Qu’en pensent les écrivains ? Comment la littérature peut aider à faire évoluer les identités nationales figées ou la perception que l’on a de ces identités ? Que peut faire la littérature contre les préjugés de race, de religion et d’ethnie ? Répondant à ces questions, les romanciers et les poètes présents à cette rencontre ont témoigné d’une grande diversité de sensibilités. Il est très vite apparu que si pour les écrivains anglophones l’appartenance à la communauté nationale britannique telle qu’elle est définie aujourd’hui pose problème, pour les francophones la question ne se pose guère en terme d’appartenance, mais au contraire en terme de rupture avec la nation française.

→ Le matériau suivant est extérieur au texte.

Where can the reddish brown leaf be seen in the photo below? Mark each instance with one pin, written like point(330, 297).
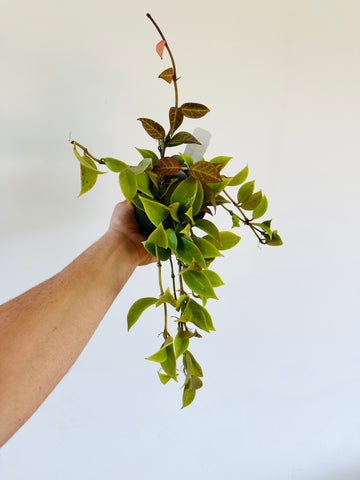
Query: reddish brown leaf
point(155, 130)
point(205, 172)
point(167, 166)
point(219, 166)
point(194, 110)
point(176, 118)
point(182, 137)
point(167, 75)
point(206, 210)
point(209, 195)
point(160, 48)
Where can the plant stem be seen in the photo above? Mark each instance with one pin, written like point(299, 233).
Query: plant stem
point(165, 332)
point(171, 57)
point(163, 145)
point(173, 277)
point(86, 152)
point(182, 291)
point(246, 220)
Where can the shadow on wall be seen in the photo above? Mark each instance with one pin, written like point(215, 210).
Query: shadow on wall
point(347, 474)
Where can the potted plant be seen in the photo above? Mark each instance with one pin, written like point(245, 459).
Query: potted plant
point(172, 194)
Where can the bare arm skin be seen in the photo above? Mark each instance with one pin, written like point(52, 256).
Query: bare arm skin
point(44, 330)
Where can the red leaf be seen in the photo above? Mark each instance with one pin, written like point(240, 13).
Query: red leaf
point(167, 166)
point(154, 129)
point(209, 195)
point(176, 118)
point(160, 48)
point(182, 137)
point(205, 172)
point(167, 75)
point(194, 110)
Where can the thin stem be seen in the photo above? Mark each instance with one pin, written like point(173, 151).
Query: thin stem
point(171, 57)
point(86, 152)
point(163, 144)
point(182, 291)
point(173, 277)
point(246, 220)
point(165, 333)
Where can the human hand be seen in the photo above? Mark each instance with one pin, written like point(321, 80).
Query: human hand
point(123, 222)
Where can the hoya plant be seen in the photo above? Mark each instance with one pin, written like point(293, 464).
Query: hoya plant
point(176, 200)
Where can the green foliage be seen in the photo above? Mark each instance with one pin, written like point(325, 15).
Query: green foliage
point(128, 184)
point(137, 309)
point(175, 193)
point(87, 175)
point(245, 191)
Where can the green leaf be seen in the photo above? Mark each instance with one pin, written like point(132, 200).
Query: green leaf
point(214, 278)
point(266, 226)
point(143, 165)
point(159, 356)
point(128, 184)
point(208, 227)
point(152, 128)
point(167, 166)
point(164, 378)
point(207, 249)
point(159, 237)
point(195, 383)
point(187, 251)
point(194, 110)
point(227, 240)
point(164, 254)
point(84, 161)
point(115, 165)
point(240, 177)
point(167, 75)
point(188, 397)
point(199, 283)
point(143, 182)
point(157, 212)
point(199, 316)
point(167, 297)
point(182, 137)
point(253, 201)
point(195, 314)
point(260, 210)
point(87, 176)
point(198, 199)
point(172, 239)
point(221, 160)
point(236, 220)
point(137, 309)
point(169, 365)
point(275, 240)
point(185, 192)
point(219, 187)
point(180, 300)
point(148, 154)
point(176, 118)
point(196, 370)
point(189, 216)
point(181, 343)
point(245, 191)
point(205, 172)
point(187, 159)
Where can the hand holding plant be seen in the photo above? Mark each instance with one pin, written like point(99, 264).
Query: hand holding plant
point(172, 194)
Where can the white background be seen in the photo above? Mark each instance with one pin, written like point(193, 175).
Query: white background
point(281, 395)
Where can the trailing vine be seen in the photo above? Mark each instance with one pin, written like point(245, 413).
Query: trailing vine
point(172, 195)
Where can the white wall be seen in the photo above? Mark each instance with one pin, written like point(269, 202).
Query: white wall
point(281, 390)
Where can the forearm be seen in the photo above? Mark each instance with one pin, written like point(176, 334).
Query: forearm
point(43, 331)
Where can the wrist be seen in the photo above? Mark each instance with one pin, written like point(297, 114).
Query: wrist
point(126, 251)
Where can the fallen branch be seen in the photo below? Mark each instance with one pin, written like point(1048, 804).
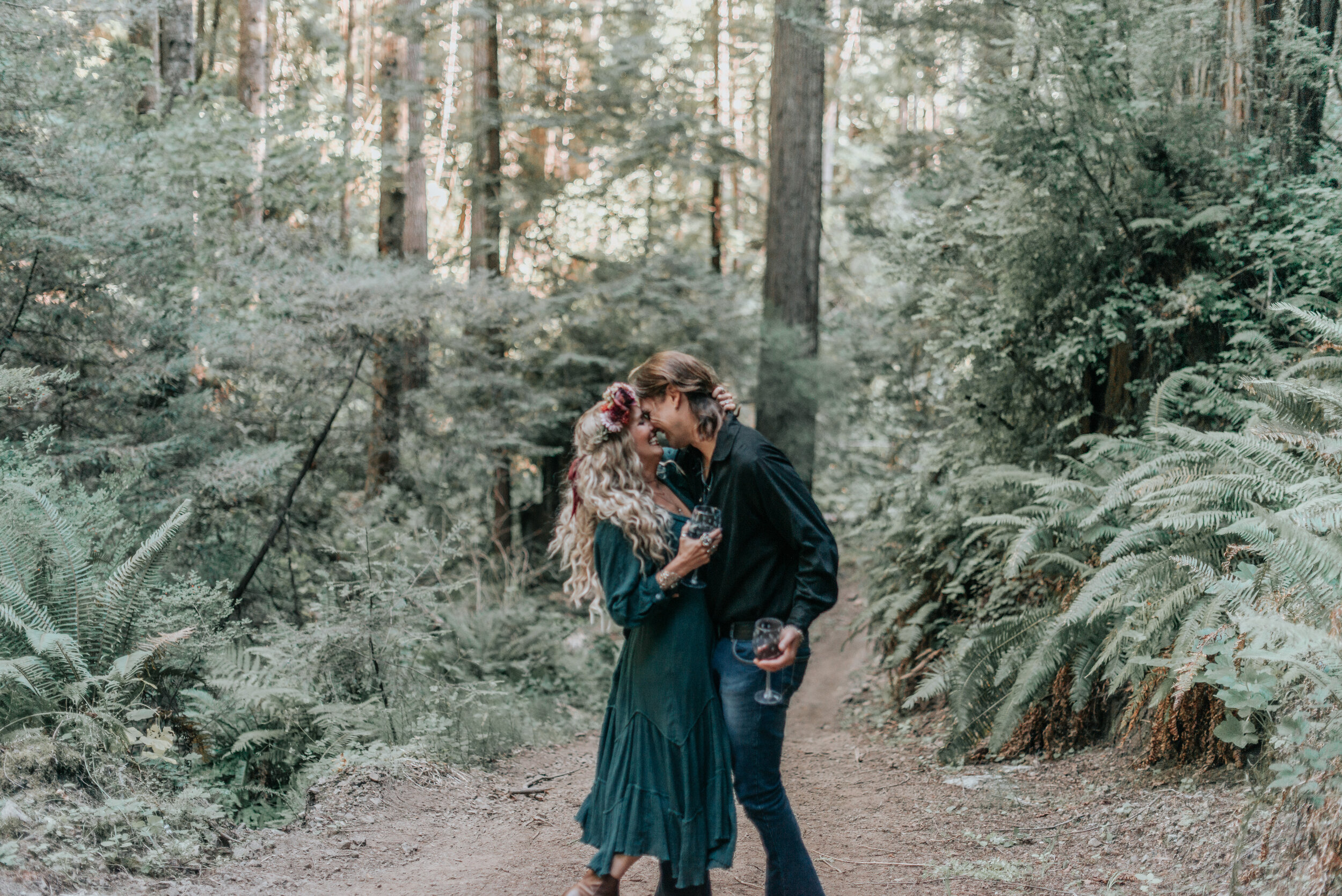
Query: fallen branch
point(1027, 831)
point(237, 598)
point(897, 864)
point(23, 301)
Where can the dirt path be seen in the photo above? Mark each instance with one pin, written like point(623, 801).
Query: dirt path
point(878, 817)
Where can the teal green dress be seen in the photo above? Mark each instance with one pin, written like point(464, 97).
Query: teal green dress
point(663, 771)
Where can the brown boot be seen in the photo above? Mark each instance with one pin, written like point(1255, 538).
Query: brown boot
point(594, 886)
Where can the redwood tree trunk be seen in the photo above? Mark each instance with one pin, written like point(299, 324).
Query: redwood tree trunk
point(1322, 17)
point(178, 47)
point(253, 63)
point(402, 231)
point(486, 188)
point(487, 157)
point(787, 403)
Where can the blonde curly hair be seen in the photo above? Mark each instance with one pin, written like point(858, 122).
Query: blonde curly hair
point(607, 478)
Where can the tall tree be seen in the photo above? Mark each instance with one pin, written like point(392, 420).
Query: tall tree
point(486, 187)
point(253, 65)
point(178, 47)
point(348, 195)
point(718, 93)
point(486, 179)
point(402, 228)
point(787, 399)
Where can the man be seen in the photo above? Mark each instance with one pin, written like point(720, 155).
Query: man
point(777, 558)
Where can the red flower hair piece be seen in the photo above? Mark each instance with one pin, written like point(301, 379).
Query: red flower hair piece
point(618, 407)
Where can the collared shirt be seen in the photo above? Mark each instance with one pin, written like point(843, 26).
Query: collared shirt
point(777, 556)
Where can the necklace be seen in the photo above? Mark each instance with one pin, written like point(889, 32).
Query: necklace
point(669, 498)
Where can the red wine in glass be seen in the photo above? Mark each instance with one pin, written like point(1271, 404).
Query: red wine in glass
point(765, 643)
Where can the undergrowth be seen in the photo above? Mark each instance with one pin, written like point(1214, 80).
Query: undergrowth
point(140, 722)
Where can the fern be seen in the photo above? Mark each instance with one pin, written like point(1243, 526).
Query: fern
point(1199, 536)
point(66, 638)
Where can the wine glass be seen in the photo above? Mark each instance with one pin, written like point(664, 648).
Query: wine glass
point(704, 520)
point(765, 643)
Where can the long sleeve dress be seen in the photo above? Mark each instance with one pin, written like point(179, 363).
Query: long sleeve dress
point(663, 776)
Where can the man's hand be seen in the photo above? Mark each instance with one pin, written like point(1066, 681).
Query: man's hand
point(790, 642)
point(726, 400)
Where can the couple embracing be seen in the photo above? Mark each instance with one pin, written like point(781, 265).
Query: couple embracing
point(693, 707)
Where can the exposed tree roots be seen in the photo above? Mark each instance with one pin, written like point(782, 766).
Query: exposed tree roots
point(1053, 727)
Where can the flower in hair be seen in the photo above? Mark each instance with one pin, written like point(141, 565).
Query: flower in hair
point(618, 407)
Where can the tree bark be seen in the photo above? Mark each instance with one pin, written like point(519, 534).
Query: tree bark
point(214, 35)
point(253, 65)
point(178, 47)
point(391, 195)
point(716, 186)
point(199, 69)
point(348, 194)
point(486, 191)
point(487, 162)
point(144, 33)
point(787, 402)
point(1322, 17)
point(402, 231)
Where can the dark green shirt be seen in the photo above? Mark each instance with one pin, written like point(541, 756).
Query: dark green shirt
point(777, 557)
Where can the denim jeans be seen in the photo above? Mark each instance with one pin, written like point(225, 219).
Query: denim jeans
point(756, 731)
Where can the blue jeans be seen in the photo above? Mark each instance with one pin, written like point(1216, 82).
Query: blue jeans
point(756, 731)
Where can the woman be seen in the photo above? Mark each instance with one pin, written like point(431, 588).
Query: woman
point(663, 777)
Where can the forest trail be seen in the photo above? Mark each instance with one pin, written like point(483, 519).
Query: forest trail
point(878, 819)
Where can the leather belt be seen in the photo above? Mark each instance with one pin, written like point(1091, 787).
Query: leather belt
point(737, 631)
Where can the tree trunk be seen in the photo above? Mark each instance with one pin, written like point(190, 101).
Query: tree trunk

Comme l’a expliqué le guadeloupéen Ernest Pépin, «depuis Césaire notre entreprise littéraire a consisté à raconter notre négritude, notre créolité, notre altérité et cela ne pouvait se faire qu’en rejetant la francité qui nous avait été imposée. C’est la démarche de l’esclave marron. Les poètes antillais ont dû, eux aussi, marronner pour retrouver leur part africaine». Pour l’Algérienne Leïla Sebbar, l’écriture est avant tout la quête de cette «part de soi mutilée par la colonisation» et l’exploration des silences de la langue arabe dont l’écrivain a été coupée par son éducation française et qui constitue néanmoins «l’arrière-pays de son imaginaire».

«Frères d’encre»

Force est de constater que bien plus que la Manche sépare ces auteurs de leurs «frères d’encre» anglophones tels que Caryl Phillips, Bernardine Evaristo ou Fred d’Aguiar qui, malgré le racisme dont ils ont été victimes en Angleterre, malgré leur éloignement actuel de la terre d’Albion pour des raisons professionnelles, demeurent profondément attachés à ce pays où ils sont nés et/ou ont grandi. «J’ai jamais perdu l’Angleterre de vue, affirme Phillips, car elle est centrale à ce que je suis devenu, non seulement en tant qu’être humain, mais aussi en tant qu’écrivain. (...) J’ai compris depuis belle lurette que ma mission d’écrivain consisterait en grande partie à aider la société anglaise à s’accepter et à accepter de vivre avec les complexités de son passé et de son présent».

Malgré ces différences de parcours et de perceptions qui séparent anglophones et francophones, le festival franco-britannique s’est clôturé sur une manifestation de complicité. Complicité face à la guerre que mène George Bush en Irak et que les écrivains ont tous condamnée, tout en appelant de leurs voeux l’avènement d’un Spinoza et d’un Voltaire musulmans qui libéreraient définitivement les populations islamisées de l’emprise des mollahs et de l’irrationnel. Ce qui a fait dire à Alibhai-Brown dans son éditorial hebdomadaire dans The Independent : «Pour la première fois, j’ai l’impression d’être chez moi en France!».